MÉDICI - Eu dava aumentos aos funcionários públicos acima da inflação. A inflação era de 20% e eu dava aumento de 30%. Depois é que a inflação subiu. Hoje em dia já se atribuiu a inflação até aos barbeiros...

Veja - Não foi no seu governo que a nossa dívida externa começou a dar saltos?
MÉDICI - Naquela época o crédito era fácil para o país, lá fora. Os credores nos procuravam para oferecer dinheiro em excelentes condições. No final de 1969, a dívida era de 4,4 bilhões de dólares, contra 12,5 bilhões de dólares no fim de 1973. No entanto, no mesmo período, a nossa reserva em divisas cresceu dez vezes, passando de 656 milhões de dólares para 6,4 bilhões de dólares. Então, para cada 2 dólares que devíamos, tínhamos 1 na reserva, no final do meu governo. Hoje as reservas simplesmente desapareceram e a dívida chegou aos 100 bilhões de dólares. Além disso, no final de 1973, as exportações fecharam em 6,2 bilhões de dólares, o que equivalia exatamente à parte da dívida externa para o qual não tínhamos cobertura nas nossas
reservas cambiais. Foi a mais baixa relação, nos últimos trinta anos, entre a dívida externa e as exportações.

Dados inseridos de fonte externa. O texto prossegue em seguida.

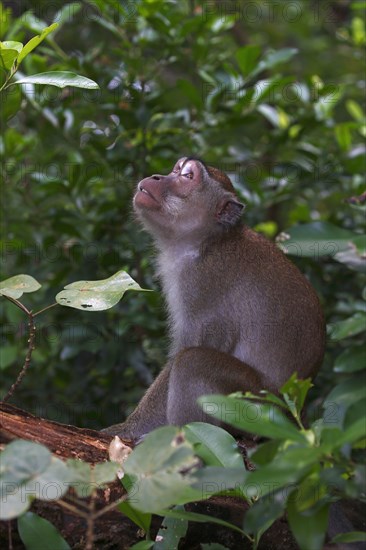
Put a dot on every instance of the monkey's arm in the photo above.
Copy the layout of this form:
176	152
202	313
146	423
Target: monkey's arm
150	412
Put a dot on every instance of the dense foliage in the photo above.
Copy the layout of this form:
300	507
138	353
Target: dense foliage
271	93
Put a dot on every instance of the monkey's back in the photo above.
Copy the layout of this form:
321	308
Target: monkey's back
264	311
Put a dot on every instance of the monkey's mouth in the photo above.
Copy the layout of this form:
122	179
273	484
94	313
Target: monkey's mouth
144	197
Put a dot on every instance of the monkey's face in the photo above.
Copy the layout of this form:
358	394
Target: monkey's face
191	199
154	192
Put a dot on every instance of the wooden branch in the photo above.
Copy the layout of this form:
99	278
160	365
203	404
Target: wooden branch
61	439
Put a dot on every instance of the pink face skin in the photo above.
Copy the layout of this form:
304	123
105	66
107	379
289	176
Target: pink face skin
151	191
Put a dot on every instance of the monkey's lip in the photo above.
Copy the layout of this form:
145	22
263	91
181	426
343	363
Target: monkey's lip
143	197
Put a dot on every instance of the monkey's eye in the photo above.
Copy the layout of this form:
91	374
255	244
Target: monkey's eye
188	175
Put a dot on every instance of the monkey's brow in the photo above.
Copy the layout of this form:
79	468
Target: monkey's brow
197	159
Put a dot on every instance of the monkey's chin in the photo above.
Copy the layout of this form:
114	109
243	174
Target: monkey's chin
145	201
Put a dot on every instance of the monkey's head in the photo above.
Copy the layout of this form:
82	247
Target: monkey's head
193	200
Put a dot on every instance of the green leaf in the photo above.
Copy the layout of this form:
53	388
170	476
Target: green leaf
171	531
143	545
247	58
351	536
348	327
213	480
9	51
29	471
141	519
66	12
355	255
344	135
155	470
308	528
61	79
270	113
215	446
85	478
355	110
297	390
33	529
15	286
201	518
35	41
314	240
271	59
257	418
343	396
97	295
351	360
263	513
289	466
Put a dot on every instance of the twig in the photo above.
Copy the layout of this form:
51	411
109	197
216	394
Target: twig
31	346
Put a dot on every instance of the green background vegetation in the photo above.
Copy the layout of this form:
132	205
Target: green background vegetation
271	93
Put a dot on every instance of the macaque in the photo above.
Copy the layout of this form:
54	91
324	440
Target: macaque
242	317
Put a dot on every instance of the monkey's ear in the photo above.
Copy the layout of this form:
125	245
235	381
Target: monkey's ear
229	212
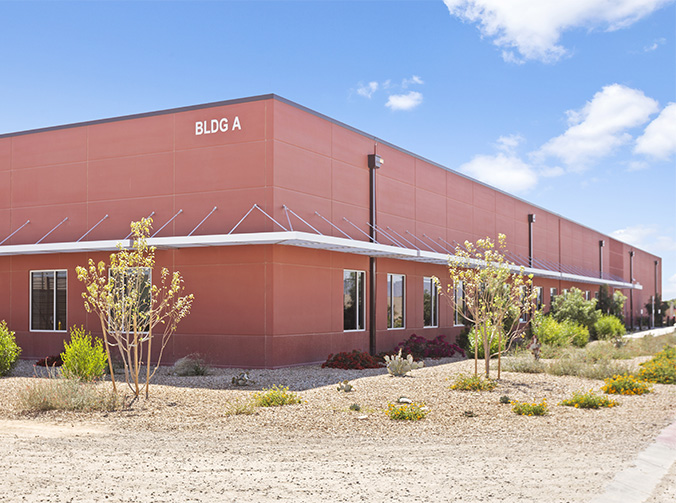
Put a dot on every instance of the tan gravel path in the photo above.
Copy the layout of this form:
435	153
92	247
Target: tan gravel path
181	446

* A guerrilha do Araguaia viveu a sua fase de combates entre abril de 1972 e o começo de 1974, na região de Xambioá, na divisa entre o Pará e Goiás. Envolveu 69 guerrilheiros que desembarcaram na área no final de 1967, recrutados pelo Partido Comunista do Brasil, e enfrentou 20 000 militares. As famílias dos guerrilheiros afirmam que houve entre eles 59 mortos.

** Em 1.o de julho de 1970, um Caravelle da Cruzeiro do Sul decolou do Aeroporto do Galeão, no Rio, com destino a São Paulo e Buenos Aires. No ar, um grupo liderado pelo casal Jessie Jane e Colombo Vieira de Souza Júnior rendeu a tripulação e determinou que o aparelho retornasse ao Galeão, onde os seqüestradores exigiram a libertação de quarenta presos políticos. No cerco ao aparelho, foram presos os seqüestradores, menos Eiraldo Palha Freire, morto a tiro.

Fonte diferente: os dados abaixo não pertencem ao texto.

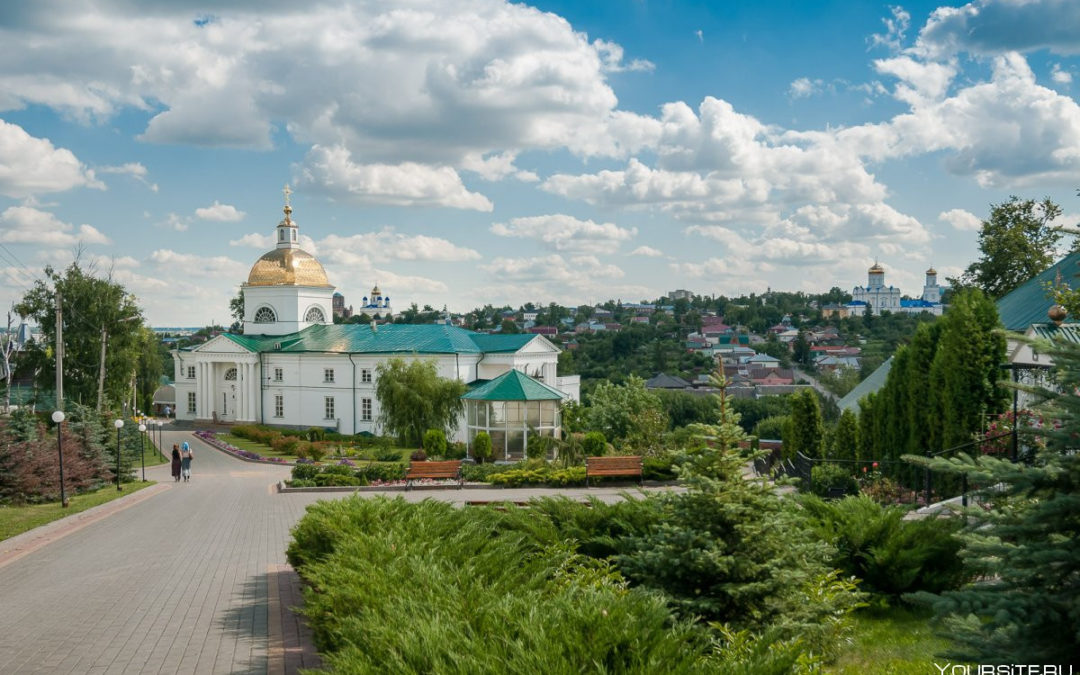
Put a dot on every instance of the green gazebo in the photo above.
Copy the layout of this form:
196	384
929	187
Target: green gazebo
512	408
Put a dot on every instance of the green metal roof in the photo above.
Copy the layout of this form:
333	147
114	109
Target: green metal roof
514	386
1066	332
385	339
495	342
873	382
1028	304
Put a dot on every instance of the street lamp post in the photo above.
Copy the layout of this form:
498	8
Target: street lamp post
58	418
119	424
142	430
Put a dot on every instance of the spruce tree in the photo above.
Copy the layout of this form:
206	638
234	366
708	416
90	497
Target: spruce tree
1025	549
846	436
805	432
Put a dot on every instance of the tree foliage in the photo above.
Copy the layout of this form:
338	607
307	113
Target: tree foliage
628	414
1015	243
91	304
413	397
846	436
941	386
805	431
1024	547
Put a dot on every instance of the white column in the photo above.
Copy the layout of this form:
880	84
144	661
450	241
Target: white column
256	390
248	395
201	389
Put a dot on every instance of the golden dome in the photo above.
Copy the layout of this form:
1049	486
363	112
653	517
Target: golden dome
287	267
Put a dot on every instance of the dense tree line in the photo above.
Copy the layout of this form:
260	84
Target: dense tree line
941	386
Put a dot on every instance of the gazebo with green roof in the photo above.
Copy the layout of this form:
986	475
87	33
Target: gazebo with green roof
512	408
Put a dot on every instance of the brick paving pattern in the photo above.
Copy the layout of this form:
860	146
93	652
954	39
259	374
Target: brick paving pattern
178	581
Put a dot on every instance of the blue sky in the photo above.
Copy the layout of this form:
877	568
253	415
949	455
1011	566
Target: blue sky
468	152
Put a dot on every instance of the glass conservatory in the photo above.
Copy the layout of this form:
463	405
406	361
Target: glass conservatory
513	408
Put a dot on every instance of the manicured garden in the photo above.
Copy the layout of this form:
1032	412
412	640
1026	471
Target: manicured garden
18	520
726	577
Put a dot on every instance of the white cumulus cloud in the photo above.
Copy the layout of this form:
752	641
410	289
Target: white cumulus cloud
961	219
26	225
563	232
30	165
220	213
333	172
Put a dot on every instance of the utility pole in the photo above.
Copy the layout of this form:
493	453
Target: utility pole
59	352
100	370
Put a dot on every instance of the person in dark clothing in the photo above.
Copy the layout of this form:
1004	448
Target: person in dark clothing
176	462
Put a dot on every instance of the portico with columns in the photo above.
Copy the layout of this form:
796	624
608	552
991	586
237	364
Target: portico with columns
218	381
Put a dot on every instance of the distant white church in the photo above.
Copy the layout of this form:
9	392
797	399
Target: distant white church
293	366
875	297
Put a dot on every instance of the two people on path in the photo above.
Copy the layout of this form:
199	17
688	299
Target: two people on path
181	461
186	457
176	462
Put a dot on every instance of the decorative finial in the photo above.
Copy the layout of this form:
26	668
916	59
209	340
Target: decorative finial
287	210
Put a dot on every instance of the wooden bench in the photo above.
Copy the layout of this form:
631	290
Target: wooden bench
613	467
434	470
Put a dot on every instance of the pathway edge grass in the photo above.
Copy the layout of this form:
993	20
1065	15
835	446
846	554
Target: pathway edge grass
17	520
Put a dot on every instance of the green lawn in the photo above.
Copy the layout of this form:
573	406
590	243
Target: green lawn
252	446
17	520
898	640
266	450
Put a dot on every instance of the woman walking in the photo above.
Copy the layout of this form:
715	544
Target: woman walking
176	462
186	456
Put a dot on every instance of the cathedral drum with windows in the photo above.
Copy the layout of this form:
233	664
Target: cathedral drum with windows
286	289
293	366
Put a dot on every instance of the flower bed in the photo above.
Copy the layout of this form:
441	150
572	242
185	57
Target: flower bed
211	439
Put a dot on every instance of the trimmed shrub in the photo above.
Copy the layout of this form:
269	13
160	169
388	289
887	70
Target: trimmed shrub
388	455
381	471
316	450
388	580
659	468
594	444
456	450
827	477
891	555
482	473
305	472
434	443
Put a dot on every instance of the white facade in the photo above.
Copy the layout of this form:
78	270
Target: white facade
294	367
875	294
224	381
294	309
876	297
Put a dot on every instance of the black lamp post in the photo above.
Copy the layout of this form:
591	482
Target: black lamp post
142	430
119	424
58	418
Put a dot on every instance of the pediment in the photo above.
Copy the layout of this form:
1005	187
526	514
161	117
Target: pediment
221	345
539	345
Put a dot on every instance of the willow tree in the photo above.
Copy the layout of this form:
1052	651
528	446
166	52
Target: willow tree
413	399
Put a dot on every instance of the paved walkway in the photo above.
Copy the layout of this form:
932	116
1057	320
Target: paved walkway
189	580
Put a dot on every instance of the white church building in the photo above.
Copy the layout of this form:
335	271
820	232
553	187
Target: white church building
293	366
876	297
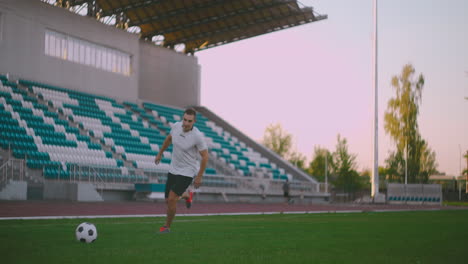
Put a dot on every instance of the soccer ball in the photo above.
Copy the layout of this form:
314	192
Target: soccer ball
86	232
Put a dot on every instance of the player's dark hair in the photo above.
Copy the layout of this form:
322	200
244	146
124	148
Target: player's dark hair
191	111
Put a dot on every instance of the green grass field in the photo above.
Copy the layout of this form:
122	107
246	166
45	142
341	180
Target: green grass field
391	237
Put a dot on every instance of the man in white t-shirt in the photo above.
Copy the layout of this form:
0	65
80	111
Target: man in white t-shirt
188	144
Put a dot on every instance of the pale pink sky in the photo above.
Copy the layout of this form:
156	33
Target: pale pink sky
315	80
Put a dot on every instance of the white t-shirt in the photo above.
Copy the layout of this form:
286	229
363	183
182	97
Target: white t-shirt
186	150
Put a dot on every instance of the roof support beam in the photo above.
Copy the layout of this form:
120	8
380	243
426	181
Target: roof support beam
206	35
132	6
213	19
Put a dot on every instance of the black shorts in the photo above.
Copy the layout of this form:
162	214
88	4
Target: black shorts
177	183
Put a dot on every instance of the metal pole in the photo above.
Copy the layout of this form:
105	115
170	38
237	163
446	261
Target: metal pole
375	174
326	171
406	161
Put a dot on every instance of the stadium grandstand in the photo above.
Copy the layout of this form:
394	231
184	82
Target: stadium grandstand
89	90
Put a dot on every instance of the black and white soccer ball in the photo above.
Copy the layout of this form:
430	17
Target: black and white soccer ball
86	232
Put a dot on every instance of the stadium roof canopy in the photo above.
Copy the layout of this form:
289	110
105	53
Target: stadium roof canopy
200	24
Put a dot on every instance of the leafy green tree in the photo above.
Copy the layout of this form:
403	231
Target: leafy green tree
402	125
277	139
317	165
298	159
346	177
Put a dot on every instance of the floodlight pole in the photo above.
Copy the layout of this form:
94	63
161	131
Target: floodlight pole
326	171
375	172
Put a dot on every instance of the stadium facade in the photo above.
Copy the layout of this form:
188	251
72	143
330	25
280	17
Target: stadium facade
85	106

*** Desfazer a cadeia significava romper a ligação entre os guerrilheiros. A cada tempo determinado, um membro do grupo emitia um sinal para o seu elo seguinte na cadeia, para demonstrar que continuava ativo. Se o sinal não vinha, rompia-se a cadeia de organização do grupo. Por isso, os militares justificaram a tortura com a necessidade de recolher todas as informações do prisioneiro antes que ocorresse o rompimento da cadeia. Depois daquele prazo, pouco valiam os conhecimentos do prisioneiro sobre o seu próprio grupo.

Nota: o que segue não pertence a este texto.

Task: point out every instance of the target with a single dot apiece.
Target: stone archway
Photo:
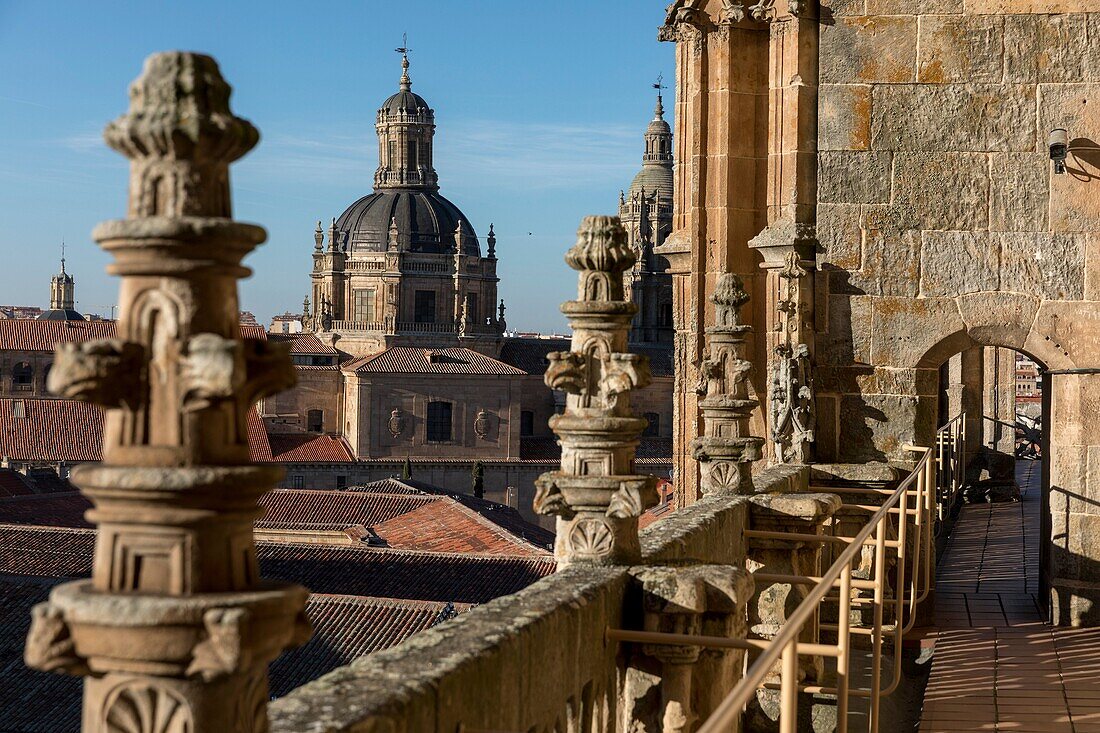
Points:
(1062, 337)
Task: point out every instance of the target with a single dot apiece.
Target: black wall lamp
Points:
(1059, 149)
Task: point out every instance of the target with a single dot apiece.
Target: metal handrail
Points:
(784, 647)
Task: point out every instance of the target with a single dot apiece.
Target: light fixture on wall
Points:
(1059, 149)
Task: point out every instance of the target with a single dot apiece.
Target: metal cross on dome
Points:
(404, 50)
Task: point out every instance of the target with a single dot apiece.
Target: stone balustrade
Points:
(539, 659)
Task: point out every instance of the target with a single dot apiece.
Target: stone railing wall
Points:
(539, 659)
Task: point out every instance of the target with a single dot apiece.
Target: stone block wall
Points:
(943, 227)
(941, 221)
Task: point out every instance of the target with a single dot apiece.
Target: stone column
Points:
(726, 451)
(596, 494)
(802, 513)
(175, 630)
(697, 600)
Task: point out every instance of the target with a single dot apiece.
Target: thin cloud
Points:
(497, 153)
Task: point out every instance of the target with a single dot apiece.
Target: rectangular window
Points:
(364, 305)
(439, 422)
(424, 310)
(472, 307)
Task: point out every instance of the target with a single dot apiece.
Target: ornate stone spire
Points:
(63, 288)
(596, 495)
(406, 83)
(726, 450)
(175, 619)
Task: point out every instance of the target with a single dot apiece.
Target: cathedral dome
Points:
(405, 101)
(426, 222)
(653, 177)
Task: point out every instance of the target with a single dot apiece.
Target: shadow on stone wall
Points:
(1086, 153)
(1074, 576)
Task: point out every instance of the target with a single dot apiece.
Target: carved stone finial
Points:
(180, 138)
(176, 494)
(726, 450)
(728, 297)
(596, 494)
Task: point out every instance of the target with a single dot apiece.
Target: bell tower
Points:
(406, 127)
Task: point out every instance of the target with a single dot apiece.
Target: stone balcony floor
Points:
(997, 666)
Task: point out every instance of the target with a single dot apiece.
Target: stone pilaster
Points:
(726, 451)
(798, 513)
(175, 628)
(596, 494)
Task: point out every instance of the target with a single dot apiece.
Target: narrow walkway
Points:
(997, 666)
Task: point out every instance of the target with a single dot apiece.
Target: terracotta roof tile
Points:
(260, 449)
(408, 360)
(31, 701)
(290, 506)
(28, 335)
(400, 573)
(12, 483)
(292, 447)
(70, 431)
(51, 430)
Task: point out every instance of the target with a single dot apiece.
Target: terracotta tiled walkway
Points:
(997, 666)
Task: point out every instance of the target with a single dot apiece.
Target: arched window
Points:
(22, 376)
(439, 422)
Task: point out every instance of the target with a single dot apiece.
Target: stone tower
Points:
(62, 296)
(174, 631)
(646, 211)
(403, 265)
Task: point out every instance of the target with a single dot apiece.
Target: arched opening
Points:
(439, 422)
(999, 396)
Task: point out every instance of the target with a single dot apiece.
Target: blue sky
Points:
(540, 109)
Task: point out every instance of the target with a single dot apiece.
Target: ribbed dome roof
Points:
(651, 177)
(659, 127)
(405, 101)
(425, 219)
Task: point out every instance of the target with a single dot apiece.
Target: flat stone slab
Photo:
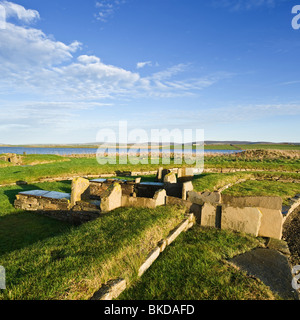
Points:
(158, 184)
(100, 180)
(57, 195)
(271, 267)
(34, 193)
(46, 194)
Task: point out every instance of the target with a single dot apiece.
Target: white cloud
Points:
(107, 8)
(28, 47)
(141, 65)
(18, 11)
(60, 84)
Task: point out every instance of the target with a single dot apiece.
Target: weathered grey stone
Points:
(271, 223)
(201, 197)
(245, 219)
(209, 215)
(153, 255)
(249, 201)
(35, 193)
(159, 174)
(160, 197)
(111, 290)
(185, 174)
(162, 245)
(111, 198)
(270, 267)
(279, 245)
(79, 190)
(56, 195)
(186, 187)
(170, 178)
(176, 232)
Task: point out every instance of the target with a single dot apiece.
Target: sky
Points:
(71, 68)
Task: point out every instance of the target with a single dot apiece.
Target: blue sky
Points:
(70, 68)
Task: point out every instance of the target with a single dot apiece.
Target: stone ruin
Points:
(11, 158)
(90, 198)
(259, 216)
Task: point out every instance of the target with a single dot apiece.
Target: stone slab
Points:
(100, 180)
(175, 233)
(252, 201)
(201, 197)
(271, 223)
(210, 215)
(157, 184)
(149, 260)
(270, 267)
(57, 195)
(246, 219)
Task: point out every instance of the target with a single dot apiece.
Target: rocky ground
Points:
(291, 234)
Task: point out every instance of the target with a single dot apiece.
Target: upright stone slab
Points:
(160, 197)
(253, 201)
(159, 174)
(79, 190)
(170, 178)
(245, 219)
(185, 174)
(271, 223)
(201, 197)
(186, 187)
(111, 198)
(210, 215)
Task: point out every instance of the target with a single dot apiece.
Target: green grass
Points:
(214, 181)
(285, 190)
(194, 268)
(8, 194)
(33, 159)
(227, 161)
(74, 263)
(268, 146)
(89, 166)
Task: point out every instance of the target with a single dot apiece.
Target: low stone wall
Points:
(113, 288)
(259, 216)
(159, 199)
(59, 209)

**** A Junta era integrada pelos ministros do Exército, general Aurélio de Lyra Tavares, da Aeronáutica, marechal-do-ar Márcio de Souza e Mello, e da Marinha, almirante Augusto Hamann Rademaker Grunewald. O chefe do Estado-Maior das Forças Armadas era o general Orlando Geisel. Os chefes do Estado-Maior dos ministérios eram o general Antônio Carlos Muricv (Exército), o brigadeiro Carlos Alberto Huet de Oliveira (Aeronáutica) e o almirante
Adalberto de Barros Nunes (Marinha).